Dans le film de Pierre Salvadori, Dans la cour, vous vendez de la drogue. Comme dans Alyah d’Elie Wajeman ( 2012). Vous pensez avoir une tête de dealer ?

Pio Marmaï – Ben on dirait, oui… ( rires) Mais les substances sont différente­s. Dans Alyah, c’était de la cocaïne ; dans

Dans la cour, c’est de l’héro. Les effets ne sont pas les mêmes ! Et puis ce sont deux styles de dealers différents. Celui de Dans la cour est plus comique. Ça m’a permis de changer un peu de registre. Je ne pense pas être fondamenta­lement torturé. Mais je suis souvent casté pour des personnage­s très sombres, en souffrance. Ça doit être un truc physique… Je sais qu’il suffit que je ne sourie pas pour qu’on ait l’impression que je vais tuer quelqu’un. ( rires)

Dans Dans la cour, vous jouez avec Gustave Kervern. Ça a bien matché entre vous ?

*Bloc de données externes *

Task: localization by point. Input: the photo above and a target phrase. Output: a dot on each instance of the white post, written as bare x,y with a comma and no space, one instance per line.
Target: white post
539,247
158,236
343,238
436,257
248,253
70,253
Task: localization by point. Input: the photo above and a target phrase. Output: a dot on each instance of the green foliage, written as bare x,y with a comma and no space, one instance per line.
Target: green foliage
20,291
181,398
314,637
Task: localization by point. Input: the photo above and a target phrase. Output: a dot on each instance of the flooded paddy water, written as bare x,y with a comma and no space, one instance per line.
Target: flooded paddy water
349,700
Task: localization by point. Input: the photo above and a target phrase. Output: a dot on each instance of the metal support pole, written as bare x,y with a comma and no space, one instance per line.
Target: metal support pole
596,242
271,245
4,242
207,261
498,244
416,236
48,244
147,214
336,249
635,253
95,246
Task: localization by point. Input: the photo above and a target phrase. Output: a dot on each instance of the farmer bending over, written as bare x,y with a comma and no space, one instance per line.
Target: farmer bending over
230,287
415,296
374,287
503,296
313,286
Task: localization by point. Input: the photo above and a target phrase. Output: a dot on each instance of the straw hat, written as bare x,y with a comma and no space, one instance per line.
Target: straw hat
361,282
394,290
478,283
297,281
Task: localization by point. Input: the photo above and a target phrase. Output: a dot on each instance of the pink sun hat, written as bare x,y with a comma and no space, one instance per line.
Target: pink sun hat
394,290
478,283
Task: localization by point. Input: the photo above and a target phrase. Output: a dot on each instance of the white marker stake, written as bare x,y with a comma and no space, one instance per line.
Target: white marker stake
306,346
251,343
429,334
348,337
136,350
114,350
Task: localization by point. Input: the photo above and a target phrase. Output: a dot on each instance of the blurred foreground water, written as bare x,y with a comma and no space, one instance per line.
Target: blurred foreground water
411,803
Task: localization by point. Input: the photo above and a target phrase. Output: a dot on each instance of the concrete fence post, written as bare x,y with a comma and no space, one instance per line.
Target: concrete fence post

On s’est bien ajustés l’un à l’autre, je crois. En général, quand on demande à quelqu’un comment ça s’est passé avec Gustave Kervern, la réponse est souvent : “On s’est rencontrés dans une fête, on était chargés comme des rats…” ( rires) Mais là, pas du tout ! Il n’a pas bu une goutte d’alcool pendant tout le tournage. Moi en revanche, je n’avais pas du tout arrêté, alors comme personnage, je jouais le tentateur, je lui disais : “Allez, on prend

une petite bière.” Mais non, il tenait.

Depuis un an, vous avez enchaîné cinq films. Vous n’arrêtez pas…

C’est vrai. En plus, j’ai un autre métier…

Ah bon ! Vous faites quoi ?

Je fabrique des motos. Des choppers sur mesure pour des clients. Je fais de la soudure, de la ferronneri­e, de la carrosseri­e… J’ai un atelier à Aubervilli­ers.

Vous êtes chef d’entreprise, alors ?

Oh, c’est une microentre­prise. On est six ou sept. On fait de la sérigraphi­e aussi, sur des T- shirts artisanaux ou pour de l’affichage. C’est plutôt un pôle créatif, avec un collectif. Le fait de faire du cinéma m’a permis d’acheter cet espace et de le mettre à dispositio­n. J’ai pas mal fréquenté l’univers des bikers depuis l’âge de 20 ans. J’étais fasciné par ces costauds, tatoués, un peu violents. C’est un mode de vie complet. Aujourd’hui, j’ai fait un peu le tour de ce milieu mais j’ai toujours des amis dedans. C’était lié aussi à mon goût pour la musique hardcore, au fait que je produise des groupes…

Vous produisez des groupes de punk hardcore ?

Oui, aussi ! J’ai fait mes études à Saint- Etienne et il y avait une grosse scène punk hardcore. J’étais parti en tournée en Europe de l’Est avec un groupe qui s’appelle Vömit För Breakfast. Ils font des morceaux de 40 secondes, hyper speed. On a fait un spectacle ensemble à l’Odéon. Par eux, j’ai rencontré d’autres musicos. C’est une production assez dure à monter. Pourtant, les tirages sont limités, 500 vinyles maximum. Les albums sont autoprodui­ts et à but non lucratif. On rembourse juste les frais de production.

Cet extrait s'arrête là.